I give Naruto a 10 because it has stayed really, really good for a very long time now. How many other mangas are still entertaining you after 400 episodes? (Not Bleach, that's for sure.)
Lots of new mangas start out strong. You have fun exploring the new world the artist created; you get tantalizing hints about deeper conspiracies and hidden pasts of the different characters; maybe an unexpected plot twist throws you for a loop. In the end, though, I usually wind up disappointed. Once the first set of ideas have been used up, all of the sudden I'm being introduced to a whole new set of generic villains, being asked to care about the backstories of a batch of replacement sidekicks, or watching the same old conflict from volume one drag on and on because the writer doesn't know what to do once it's resolved.
With Naruto, it never feels like Kishimoto is dragging things out just to collect another paycheck. He's never out of ideas. New characters always feel like they have roots in the world of the story and believable connections to what came before. Naruto develops, but he stays the same person at heart. Because I have confidence in the storyteller's talent, I can suspend my disbelief and really get into the story.
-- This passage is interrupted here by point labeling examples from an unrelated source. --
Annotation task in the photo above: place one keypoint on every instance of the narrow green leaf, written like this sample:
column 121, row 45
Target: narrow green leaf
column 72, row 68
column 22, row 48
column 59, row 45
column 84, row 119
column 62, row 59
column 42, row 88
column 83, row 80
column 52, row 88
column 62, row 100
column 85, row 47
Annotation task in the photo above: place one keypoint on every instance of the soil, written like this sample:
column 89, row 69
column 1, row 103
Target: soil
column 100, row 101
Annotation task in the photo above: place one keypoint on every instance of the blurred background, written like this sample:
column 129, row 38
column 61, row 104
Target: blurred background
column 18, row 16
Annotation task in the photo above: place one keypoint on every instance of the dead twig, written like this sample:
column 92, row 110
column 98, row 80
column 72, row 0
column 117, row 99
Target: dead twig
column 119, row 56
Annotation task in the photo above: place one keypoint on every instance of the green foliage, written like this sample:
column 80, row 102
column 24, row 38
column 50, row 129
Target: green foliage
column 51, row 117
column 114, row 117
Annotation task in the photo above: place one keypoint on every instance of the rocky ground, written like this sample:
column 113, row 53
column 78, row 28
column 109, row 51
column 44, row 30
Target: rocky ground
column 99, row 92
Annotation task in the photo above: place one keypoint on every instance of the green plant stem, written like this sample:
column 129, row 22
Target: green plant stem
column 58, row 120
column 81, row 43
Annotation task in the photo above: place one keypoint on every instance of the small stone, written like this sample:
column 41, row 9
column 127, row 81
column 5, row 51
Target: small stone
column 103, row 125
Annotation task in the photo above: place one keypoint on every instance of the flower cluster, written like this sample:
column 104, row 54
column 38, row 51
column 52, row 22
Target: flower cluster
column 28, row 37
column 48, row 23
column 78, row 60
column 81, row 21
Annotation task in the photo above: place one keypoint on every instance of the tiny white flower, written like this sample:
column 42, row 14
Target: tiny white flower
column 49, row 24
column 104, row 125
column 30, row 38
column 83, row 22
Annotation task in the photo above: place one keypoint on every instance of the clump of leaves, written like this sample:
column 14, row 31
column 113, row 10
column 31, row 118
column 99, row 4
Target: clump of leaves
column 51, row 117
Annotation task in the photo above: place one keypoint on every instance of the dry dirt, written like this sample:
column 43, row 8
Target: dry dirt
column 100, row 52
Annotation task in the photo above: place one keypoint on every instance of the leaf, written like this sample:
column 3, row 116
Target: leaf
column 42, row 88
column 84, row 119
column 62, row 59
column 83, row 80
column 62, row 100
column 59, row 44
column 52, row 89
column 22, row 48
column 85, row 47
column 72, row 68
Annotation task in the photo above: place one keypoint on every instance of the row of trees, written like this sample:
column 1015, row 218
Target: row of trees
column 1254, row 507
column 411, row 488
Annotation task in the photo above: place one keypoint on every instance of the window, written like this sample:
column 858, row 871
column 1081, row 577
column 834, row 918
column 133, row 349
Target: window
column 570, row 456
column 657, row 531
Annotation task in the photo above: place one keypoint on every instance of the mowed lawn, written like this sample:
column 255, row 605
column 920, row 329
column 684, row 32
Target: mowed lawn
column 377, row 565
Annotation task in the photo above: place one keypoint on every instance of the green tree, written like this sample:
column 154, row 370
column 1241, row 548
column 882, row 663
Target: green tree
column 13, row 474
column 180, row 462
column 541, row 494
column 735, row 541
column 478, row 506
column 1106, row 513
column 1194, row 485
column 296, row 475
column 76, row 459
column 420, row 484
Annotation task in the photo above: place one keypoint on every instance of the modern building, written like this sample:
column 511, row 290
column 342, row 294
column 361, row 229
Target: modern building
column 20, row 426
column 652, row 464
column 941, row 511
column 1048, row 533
(I also think that Kishimoto would kill off any and all of his favorite characters if that's what the story demands. Compare that to Bleach, where the good guys never die and always get healed completely. When the characters are supposed to be in "danger", how am I supposed to care? I know they'll be fine.)
Yeah, you can argue that other manga have more "depth," but great storytelling is a talent that's handed out to very few people in a generation. Today, we read Dumas and Dickens: the 19th century's great storytellers, not its great philosopher-authors. In another hundred years, people will probably be reading Steven King and J.K. Rowling, not David Foster Wallace.
Naruto is great storytelling. That's a good thing!